Peter Oborne

‘More battered without but stronger within’? Pass the sick bag

‘More battered without but stronger within’? Pass the sick bag

issue 04 October 2003

There are times when there is no alternative but to throw up one’s hands in despair and just confess that one is not up to the job. A plumber, sent to investigate a problem with the drains, is doing his client a favour if he admits that he cannot identify the cause of the problem. Likewise a doctor who confesses that he cannot discover the ailment that troubles his patient. So too there are times when it is best for a political journalist to come clean and admit to his readers that he is completely out of his depth.

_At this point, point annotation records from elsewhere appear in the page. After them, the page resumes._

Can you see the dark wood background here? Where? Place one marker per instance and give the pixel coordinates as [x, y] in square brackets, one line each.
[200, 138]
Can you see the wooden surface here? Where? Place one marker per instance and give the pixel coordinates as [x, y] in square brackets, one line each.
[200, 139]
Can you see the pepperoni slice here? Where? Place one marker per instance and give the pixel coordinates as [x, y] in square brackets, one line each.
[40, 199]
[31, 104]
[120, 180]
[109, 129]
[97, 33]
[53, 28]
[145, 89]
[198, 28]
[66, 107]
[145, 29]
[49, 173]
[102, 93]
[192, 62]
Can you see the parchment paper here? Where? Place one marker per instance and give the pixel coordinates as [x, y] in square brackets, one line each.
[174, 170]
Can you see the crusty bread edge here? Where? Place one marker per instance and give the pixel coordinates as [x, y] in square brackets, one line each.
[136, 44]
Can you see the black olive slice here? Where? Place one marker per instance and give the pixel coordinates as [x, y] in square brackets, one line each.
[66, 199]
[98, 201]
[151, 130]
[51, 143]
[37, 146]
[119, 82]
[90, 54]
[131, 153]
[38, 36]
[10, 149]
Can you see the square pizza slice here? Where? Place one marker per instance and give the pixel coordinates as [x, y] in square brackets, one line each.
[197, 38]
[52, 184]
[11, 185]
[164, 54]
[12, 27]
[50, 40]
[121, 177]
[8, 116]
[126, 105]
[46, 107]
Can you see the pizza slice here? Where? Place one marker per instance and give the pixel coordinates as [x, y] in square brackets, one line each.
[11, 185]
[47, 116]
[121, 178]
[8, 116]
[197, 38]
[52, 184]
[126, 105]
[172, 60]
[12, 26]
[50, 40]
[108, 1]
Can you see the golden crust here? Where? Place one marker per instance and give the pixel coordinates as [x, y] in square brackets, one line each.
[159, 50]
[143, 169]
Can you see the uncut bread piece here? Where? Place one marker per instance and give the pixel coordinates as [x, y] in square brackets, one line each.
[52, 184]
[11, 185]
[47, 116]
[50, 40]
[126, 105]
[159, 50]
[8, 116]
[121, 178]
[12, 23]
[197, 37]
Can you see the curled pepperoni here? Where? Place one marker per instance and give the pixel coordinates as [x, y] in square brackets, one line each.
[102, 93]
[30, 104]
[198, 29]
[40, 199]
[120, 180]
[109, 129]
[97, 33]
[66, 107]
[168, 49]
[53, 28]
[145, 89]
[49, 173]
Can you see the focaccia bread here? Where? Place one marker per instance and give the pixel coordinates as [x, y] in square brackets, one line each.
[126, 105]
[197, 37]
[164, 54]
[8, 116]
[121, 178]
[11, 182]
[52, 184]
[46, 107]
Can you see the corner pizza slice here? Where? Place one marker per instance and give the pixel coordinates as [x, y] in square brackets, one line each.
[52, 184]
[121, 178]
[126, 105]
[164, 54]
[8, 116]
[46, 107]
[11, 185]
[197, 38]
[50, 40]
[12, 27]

So it is with this Labour conference. It just doesn’t add up. There is something rum going on, though it is hard to say what. The conundrum is easy enough to state. Tony Blair arrived in Bournemouth after the most calamitous summer of his political career. He took his party into a war it hated, on premises that have since turned out to be false. No Labour leader, apart from the reviled Ramsay MacDonald, has betrayed his party on this scale.

And yet Tony Blair entered the conference hall to cheers and left it to tumultuous applause. The Prime Minister’s speech has subsequently been lavishly praised. Commentators, broadcasters, leader columns all seem to agree about this. By Wednesday morning a consensus had emerged that Tony Blair had ‘done the job’. And given that in politics appearance and reality are pretty well identical, I suppose there is no denying that they are right.

But this raises the perplexing question. How did the Prime Minister pull off his amazing feat? The conventional explanation, that the speech did it, cannot be true. Rarely during his increasingly precarious and in many ways disgraceful incumbency of No.